Al hilo de la guerra en Gaza, hemos sido testigos de cómo, apelando a los sentimientos, palabras, cuyo grave significado exigiría ser usadas con particular rigor, véase genocidio y tortura, han sido banalizadas al extremo para movilizar a las gentes en pro de una causa ideológica. Ante este abuso obsceno de equiparar mediante el empleo del mismo vocablo hechos significativamente diferentes -ni una guerra, por brutal que sea, es un genocidio ni un arresto una tortura- por fortuna se han alzado voces autorizadas denunciando tamaña mendacidad.
Como viene siendo costumbre, con ocasión de la fiesta de la Hispanidad, ha vuelto a aflorar el debate entre los términos “hispano” y “latino” para referirse a las personas del continente americano pertenecientes al ámbito de los pueblos con lengua y cultura española. No obstante, a diferencia de tiempos pasados, los defensores del término “latino” han encontrado mucha mayor resistencia. Si, desde que la Francia imperialista del XIX impuso el término “latino” para debilitar la identidad española en América, su empleo ha sido cuasi hegemónico gracias al apoyo anglosajón, de la izquierda hispanófoba de su engarce con la leyenda negra y del estúpido seguidismo de tantos hispanos, algo ha cambiado.
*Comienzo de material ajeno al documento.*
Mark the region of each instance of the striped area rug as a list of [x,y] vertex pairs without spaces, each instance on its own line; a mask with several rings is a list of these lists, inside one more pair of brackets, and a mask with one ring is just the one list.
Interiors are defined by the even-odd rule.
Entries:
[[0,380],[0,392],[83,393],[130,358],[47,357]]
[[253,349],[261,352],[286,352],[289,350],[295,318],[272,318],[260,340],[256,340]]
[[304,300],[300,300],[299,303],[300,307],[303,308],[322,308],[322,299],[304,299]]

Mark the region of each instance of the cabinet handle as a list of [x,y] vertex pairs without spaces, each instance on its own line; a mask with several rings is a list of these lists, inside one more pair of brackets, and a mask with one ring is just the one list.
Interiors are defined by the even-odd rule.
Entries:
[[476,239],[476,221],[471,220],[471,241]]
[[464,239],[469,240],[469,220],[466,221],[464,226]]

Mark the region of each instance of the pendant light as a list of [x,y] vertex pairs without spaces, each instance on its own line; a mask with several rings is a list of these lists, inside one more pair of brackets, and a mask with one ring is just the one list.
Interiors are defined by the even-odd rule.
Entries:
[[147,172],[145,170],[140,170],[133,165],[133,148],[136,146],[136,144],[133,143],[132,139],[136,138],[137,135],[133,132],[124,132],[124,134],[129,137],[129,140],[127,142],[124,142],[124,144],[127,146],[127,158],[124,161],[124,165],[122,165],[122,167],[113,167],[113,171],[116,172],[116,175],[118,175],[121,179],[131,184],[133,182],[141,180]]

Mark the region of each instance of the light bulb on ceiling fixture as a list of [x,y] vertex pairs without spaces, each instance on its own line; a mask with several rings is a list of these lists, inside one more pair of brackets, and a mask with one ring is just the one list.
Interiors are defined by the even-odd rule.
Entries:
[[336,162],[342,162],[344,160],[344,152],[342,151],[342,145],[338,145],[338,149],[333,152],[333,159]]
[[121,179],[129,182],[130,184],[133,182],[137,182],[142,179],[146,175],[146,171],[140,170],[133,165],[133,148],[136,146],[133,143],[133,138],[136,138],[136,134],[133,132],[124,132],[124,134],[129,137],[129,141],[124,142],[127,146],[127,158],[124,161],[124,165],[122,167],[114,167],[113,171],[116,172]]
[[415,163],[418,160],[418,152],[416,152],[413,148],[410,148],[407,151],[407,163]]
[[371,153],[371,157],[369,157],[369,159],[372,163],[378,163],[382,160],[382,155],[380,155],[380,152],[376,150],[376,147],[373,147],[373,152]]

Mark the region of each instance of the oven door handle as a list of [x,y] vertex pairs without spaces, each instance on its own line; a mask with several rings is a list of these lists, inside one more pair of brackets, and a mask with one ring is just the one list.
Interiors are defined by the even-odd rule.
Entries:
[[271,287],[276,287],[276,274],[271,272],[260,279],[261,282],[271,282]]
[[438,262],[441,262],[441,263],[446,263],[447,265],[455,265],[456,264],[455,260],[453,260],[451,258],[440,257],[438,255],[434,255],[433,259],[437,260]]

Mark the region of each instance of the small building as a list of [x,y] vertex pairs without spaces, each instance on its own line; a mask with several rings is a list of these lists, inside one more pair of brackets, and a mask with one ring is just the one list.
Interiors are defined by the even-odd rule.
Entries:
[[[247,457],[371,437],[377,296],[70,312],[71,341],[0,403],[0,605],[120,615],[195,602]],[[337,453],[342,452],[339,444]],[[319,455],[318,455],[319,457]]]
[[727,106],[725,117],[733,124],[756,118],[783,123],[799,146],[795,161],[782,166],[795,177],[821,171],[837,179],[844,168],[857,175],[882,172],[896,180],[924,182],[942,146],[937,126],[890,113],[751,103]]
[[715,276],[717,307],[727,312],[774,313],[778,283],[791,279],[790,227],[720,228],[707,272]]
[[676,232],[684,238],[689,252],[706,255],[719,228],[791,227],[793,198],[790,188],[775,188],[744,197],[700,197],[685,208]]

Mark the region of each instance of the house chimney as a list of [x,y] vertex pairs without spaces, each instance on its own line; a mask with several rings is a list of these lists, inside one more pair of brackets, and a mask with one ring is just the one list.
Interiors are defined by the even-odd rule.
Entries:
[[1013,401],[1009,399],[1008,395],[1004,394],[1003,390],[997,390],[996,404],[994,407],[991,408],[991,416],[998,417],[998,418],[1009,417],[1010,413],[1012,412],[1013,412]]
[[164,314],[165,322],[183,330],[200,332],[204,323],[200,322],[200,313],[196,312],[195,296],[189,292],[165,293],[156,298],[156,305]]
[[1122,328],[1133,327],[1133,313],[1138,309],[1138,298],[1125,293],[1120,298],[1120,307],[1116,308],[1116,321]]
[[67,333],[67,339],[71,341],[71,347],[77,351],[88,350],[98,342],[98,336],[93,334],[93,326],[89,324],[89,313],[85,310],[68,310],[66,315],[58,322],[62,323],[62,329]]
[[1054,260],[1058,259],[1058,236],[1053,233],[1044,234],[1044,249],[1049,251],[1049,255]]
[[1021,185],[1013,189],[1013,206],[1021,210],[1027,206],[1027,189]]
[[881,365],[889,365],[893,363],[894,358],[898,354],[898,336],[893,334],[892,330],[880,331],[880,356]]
La revalorización de la identidad hispana, por ejemplo en Estados Unidos, junto a la reivindicación de la Hispanidad por un creciente número de autores de ambas orillas del Atlántico está ganando terreno en este combate centenario.
El tercer frente ha ocupado a la prensa estos días por el pretendido asalto gubernativo a la RAE empleando como ariete el Instituto Cervantes. Lo que está en juego es la imposición de un “lenguaje inclusivo” impulsado desde la izquierda. La RAE, fiel a su misión de evitar la adulteración de la lengua, lleva años resistiéndose a que se utilice para hacer ingeniería social, impidiendo convertir el español en un galimatías incomprensible. Obviamente, su rechazo a todos los intentos de pervertir el idioma para asentar la ideología de género, o la de un rancio nacionalismo obcecado en sustituir los topónimos en español por aquellos en lenguas cooficiales, no ha gustado al poder, pero su resistencia a oficializar una “neolengua progresista” ha dificultado arraigar su colonialismo ideológico.
Toda palabrería impuesta para someter la verdad al interés ideológico es corrosiva y castrante. Por ello, combatir la manipulación del lenguaje como arma de colonización ideológica siempre ha sido afán de los amantes de la libertad porque, si la mentira esclaviza, acostumbrarse a vivir en ella sencillamente no es vida.